Summary:	correctly rendered text is not copied to clipboard correctly when it contains diacritics
Product:	[Applications] okular	Reporter:	Radu Benea <radub82>
Component:	general	Assignee:	Okular developers <okular-devel>
Status:	RESOLVED NOT A BUG
Severity:	normal
Priority:	NOR
Version First Reported In:	0.8.3
Target Milestone:	---
Platform:	unspecified
OS:	Linux
Latest Commit:		Version Fixed/Implemented In:
Sentry Crash Report:
Attachments:	document demonstrating the problem

Description Radu Benea 2009-05-27 13:12:55 UTC

Version:           0.8.3 (using 4.2.3 (KDE 4.2.3), Gentoo)
Compiler:          x86_64-pc-linux-gnu-gcc
OS:                Linux (x86_64) release 2.6.28-gentoo-r5

text containing diacritics like romanian characters ă,â,î,ș,ț and french characters é,à,ù,û,ç although they are rendered correclty in pdf files the text selection tool does not copy them correctly, only the hats, accents or cedillas are copied.

Comment 1 Pino Toscano 2009-05-27 13:18:29 UTC

Can you please attach a sample document showing the issue?

Comment 2 Radu Benea 2009-05-27 13:41:57 UTC

Created attachment 34044 [details]
document demonstrating the problem

attached file demonstrating the problem, I don't know how to add french to this but I put there romanian and hungarian, this should be enough to prove my point.

Comment 3 Pino Toscano 2009-05-27 14:03:36 UTC

Actually, I get the very same problems with the following PDF viewers:
- Okular + Poppler 0.10.6
- Okular + Poppler HEAD
- Evince + Poppler 0.10.6
- Acrobar Reader 9.1.1
- XPDF 3.02

It looks to me tex system you're using (or how you are using it) generates wrongly-encoded PDF documents.

Comment 4 Radu Benea 2009-05-27 15:41:46 UTC

You seem to be right, I have found a few well written documents myself, thanks for the informantion.

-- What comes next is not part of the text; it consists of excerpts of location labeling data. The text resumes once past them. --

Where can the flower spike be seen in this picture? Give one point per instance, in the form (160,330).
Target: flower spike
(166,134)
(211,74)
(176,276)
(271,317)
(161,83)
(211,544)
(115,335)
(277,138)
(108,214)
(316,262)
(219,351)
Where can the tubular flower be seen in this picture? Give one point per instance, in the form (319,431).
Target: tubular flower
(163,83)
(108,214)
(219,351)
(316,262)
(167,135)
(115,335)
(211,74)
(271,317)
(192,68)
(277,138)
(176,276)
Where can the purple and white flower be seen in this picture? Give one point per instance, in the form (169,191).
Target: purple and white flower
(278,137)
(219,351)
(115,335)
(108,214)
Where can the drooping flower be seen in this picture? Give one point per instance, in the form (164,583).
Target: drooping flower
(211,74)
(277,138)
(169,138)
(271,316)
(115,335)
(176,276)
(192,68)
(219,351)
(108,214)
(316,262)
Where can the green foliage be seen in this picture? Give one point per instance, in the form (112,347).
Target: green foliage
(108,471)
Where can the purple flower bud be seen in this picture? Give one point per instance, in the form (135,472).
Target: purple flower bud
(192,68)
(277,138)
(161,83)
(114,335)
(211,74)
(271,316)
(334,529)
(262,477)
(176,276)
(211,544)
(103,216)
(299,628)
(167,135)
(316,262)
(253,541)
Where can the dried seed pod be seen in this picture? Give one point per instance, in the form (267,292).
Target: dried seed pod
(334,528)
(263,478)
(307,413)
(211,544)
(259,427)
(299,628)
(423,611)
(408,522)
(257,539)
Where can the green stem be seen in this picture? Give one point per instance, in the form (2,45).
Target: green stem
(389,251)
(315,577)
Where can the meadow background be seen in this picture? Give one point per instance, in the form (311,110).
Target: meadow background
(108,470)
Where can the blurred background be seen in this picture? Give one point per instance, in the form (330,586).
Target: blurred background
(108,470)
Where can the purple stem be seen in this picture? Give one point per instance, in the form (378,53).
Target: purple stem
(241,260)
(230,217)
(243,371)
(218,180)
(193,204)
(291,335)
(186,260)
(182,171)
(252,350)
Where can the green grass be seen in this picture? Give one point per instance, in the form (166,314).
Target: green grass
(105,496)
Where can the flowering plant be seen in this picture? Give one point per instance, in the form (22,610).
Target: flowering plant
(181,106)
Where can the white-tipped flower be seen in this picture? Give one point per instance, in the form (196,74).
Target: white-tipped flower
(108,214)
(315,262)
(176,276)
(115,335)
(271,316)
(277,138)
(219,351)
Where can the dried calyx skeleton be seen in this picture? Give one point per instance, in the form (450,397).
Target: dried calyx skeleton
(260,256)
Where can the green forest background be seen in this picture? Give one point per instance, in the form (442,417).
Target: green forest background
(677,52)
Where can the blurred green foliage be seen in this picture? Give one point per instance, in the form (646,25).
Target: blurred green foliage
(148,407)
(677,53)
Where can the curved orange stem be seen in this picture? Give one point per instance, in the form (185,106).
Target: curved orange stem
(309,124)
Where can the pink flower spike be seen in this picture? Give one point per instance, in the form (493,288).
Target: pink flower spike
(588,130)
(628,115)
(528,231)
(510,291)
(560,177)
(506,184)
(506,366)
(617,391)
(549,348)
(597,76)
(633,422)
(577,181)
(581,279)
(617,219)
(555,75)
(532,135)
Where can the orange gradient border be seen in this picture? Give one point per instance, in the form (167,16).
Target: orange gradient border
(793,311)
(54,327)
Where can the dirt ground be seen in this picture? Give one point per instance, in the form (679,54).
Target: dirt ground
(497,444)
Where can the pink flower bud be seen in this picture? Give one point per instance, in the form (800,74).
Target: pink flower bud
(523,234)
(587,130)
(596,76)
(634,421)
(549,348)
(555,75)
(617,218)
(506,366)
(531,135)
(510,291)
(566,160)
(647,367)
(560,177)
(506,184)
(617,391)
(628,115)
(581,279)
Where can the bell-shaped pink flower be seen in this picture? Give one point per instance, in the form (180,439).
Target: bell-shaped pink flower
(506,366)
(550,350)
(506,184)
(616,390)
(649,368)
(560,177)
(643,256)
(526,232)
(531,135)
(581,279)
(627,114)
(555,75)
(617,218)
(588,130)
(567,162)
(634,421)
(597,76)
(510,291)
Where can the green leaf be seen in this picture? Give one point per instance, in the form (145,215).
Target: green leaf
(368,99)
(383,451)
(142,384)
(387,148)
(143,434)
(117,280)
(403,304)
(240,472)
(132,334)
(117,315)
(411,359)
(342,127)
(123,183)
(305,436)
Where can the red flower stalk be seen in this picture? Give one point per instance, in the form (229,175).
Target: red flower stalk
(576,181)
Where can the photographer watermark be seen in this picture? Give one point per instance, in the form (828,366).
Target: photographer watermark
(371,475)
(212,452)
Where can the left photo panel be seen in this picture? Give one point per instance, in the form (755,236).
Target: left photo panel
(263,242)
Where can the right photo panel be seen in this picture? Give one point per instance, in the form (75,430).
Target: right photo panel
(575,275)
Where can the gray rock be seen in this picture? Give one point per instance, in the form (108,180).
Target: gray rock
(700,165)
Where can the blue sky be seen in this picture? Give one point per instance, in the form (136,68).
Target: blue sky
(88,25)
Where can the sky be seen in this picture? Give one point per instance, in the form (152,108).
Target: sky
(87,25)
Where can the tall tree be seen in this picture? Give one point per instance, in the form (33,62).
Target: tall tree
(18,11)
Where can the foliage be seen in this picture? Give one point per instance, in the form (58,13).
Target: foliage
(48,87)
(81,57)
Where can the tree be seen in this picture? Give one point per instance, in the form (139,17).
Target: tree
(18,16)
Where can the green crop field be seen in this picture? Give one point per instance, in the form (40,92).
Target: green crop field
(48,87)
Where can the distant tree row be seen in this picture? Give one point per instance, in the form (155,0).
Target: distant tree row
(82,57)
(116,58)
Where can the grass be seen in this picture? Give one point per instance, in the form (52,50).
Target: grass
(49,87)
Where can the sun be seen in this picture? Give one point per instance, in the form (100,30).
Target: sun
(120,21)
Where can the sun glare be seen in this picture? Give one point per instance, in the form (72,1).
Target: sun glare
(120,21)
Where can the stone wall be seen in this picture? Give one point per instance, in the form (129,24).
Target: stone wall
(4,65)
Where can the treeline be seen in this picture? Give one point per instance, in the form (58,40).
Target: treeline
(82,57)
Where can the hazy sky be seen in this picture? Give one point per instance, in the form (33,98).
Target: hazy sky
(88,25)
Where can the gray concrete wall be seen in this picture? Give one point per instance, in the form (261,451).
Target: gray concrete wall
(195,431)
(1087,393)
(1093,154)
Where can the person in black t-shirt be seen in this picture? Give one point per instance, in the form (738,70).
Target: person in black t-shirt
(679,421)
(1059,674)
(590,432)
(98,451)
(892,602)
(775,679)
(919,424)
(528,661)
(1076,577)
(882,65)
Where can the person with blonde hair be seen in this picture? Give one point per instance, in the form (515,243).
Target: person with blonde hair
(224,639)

Apparently it's not just me, plenty of pdf documents on the internet have the same problem, example http://tel.archives-ouvertes.fr/docs/00/25/01/37/PDF/these_final.pdf, this last one was not written by me, strangely I have no problem copying chinese text

the tex document started with
\documentclass[a4paper,10pt]{report}

\usepackage[romanian]{babel}
\usepackage{ucs}
\usepackage[utf8x]{inputenc}

and the rest was written plainly in utf8, was saved with encoding utf8 and pdflatex didn't even give a warning except that the romanian language support in babel was missing hyphenation patterns

Comment 5 Pino Toscano 2009-05-29 16:19:06 UTC

Ok, closing this, as it is a problem (= wrong encoding) in generated documents.